A Model Context Protocol (MCP) server for intelligent knowledge base search and retrieval with support for multiple backend providers.

Installation

pip install kbbridge

Quick Start

Configuration

Create a .env file with your retrieval backend credentials:

# Required - Retrieval Backend Configuration
RETRIEVAL_ENDPOINT=https://api.dify.ai/v1  # Example: Dify endpoint
RETRIEVAL_API_KEY=your-retrieval-api-key
LLM_API_URL=https://your-llm-service.com/v1
LLM_MODEL=gpt-4o
LLM_API_TOKEN=your-token-here

# Optional
RERANK_URL=https://your-rerank-api.com
RERANK_MODEL=your-rerank-model

Supported Backends:

Backend Status Notes
Dify Supported Currently available
Others Planned Additional backends coming soon

See env.example for all available configuration options.

Running the Server

# Start server
python -m kbbridge.server --host 0.0.0.0 --port 5210

# Or using Makefile (if available)
make start

Server runs on http://0.0.0.0:5210 with MCP endpoint at http://0.0.0.0:5210/mcp.

Deployment Options

Option 1: Docker (Local Development / Simple Deployments)
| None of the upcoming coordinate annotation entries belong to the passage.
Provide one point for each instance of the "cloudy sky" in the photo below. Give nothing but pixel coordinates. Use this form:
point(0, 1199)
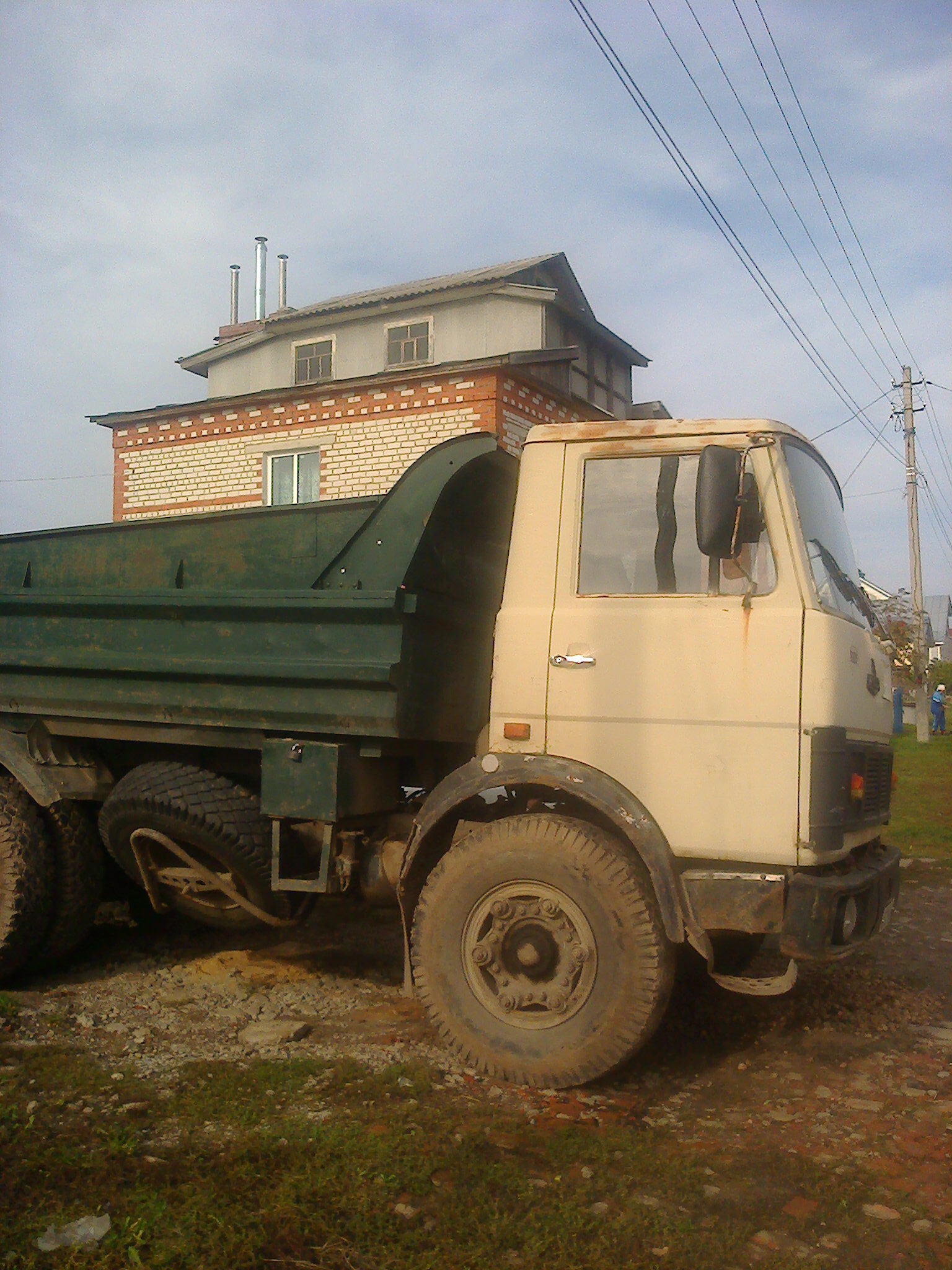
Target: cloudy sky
point(143, 146)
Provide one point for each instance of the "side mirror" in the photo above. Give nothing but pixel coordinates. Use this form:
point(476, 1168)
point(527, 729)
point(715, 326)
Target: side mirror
point(716, 502)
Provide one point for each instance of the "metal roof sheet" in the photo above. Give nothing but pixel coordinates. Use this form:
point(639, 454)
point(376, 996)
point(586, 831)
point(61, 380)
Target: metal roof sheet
point(419, 287)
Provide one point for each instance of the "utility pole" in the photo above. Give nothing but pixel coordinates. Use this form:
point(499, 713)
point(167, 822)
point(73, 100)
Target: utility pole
point(915, 564)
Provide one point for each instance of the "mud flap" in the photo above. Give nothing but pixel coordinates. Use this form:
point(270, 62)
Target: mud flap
point(747, 986)
point(770, 986)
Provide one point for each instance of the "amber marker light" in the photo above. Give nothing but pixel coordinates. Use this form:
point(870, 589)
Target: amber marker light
point(517, 730)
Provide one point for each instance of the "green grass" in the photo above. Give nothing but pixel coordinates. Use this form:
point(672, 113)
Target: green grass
point(922, 802)
point(234, 1168)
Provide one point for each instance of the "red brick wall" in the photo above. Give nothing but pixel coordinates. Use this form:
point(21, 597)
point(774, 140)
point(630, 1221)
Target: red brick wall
point(211, 456)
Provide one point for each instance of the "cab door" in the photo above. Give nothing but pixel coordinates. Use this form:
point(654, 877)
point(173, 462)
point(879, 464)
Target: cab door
point(689, 699)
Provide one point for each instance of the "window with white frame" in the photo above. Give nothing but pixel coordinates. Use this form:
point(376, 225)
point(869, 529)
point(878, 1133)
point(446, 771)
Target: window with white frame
point(294, 478)
point(314, 362)
point(409, 343)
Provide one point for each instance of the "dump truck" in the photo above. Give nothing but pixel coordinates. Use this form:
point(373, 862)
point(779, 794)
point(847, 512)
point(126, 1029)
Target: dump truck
point(573, 713)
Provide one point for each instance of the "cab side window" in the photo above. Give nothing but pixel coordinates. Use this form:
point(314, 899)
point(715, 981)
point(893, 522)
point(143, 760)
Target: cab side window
point(639, 538)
For local development or simple single-container deployments:

# Build the image
docker build -t kbbridge:latest .

# Run with environment variables
docker run -d \
  --name kbbridge \
  -p 5210:5210 \
  --env-file .env \
  kbbridge:latest

For production deployments, use container orchestration platforms like Kubernetes with your preferred deployment method.

Features

  • Backend Integration: Extensible architecture supporting multiple retrieval backends
  • Multiple Search Methods: Hybrid, semantic, keyword, and full-text search
  • Quality Reflection: Automatic answer quality evaluation and refinement
  • Custom Instructions: Domain-specific query guidance

Workflow

KB-Bridge follows a multi-stage pipeline to ensure high-quality answers:

flowchart LR
    Start([User Query]) --> Preprocess[Query Preprocessing<br/>Rewriting & Understanding]

    Preprocess --> FileDiscovery[File Discovery<br/>Find Relevant Files]

    FileDiscovery --> Search[Search Stages]

    Search --> Direct[Direct Approach<br/>Simple Retrieval]
    Search --> Advanced[Advanced Approach<br/>File-level Processing]

    Direct --> Candidates
    Advanced --> Candidates[Collect Candidates]

    Candidates --> Synthesis[Answer Synthesis<br/>Rerank & Format]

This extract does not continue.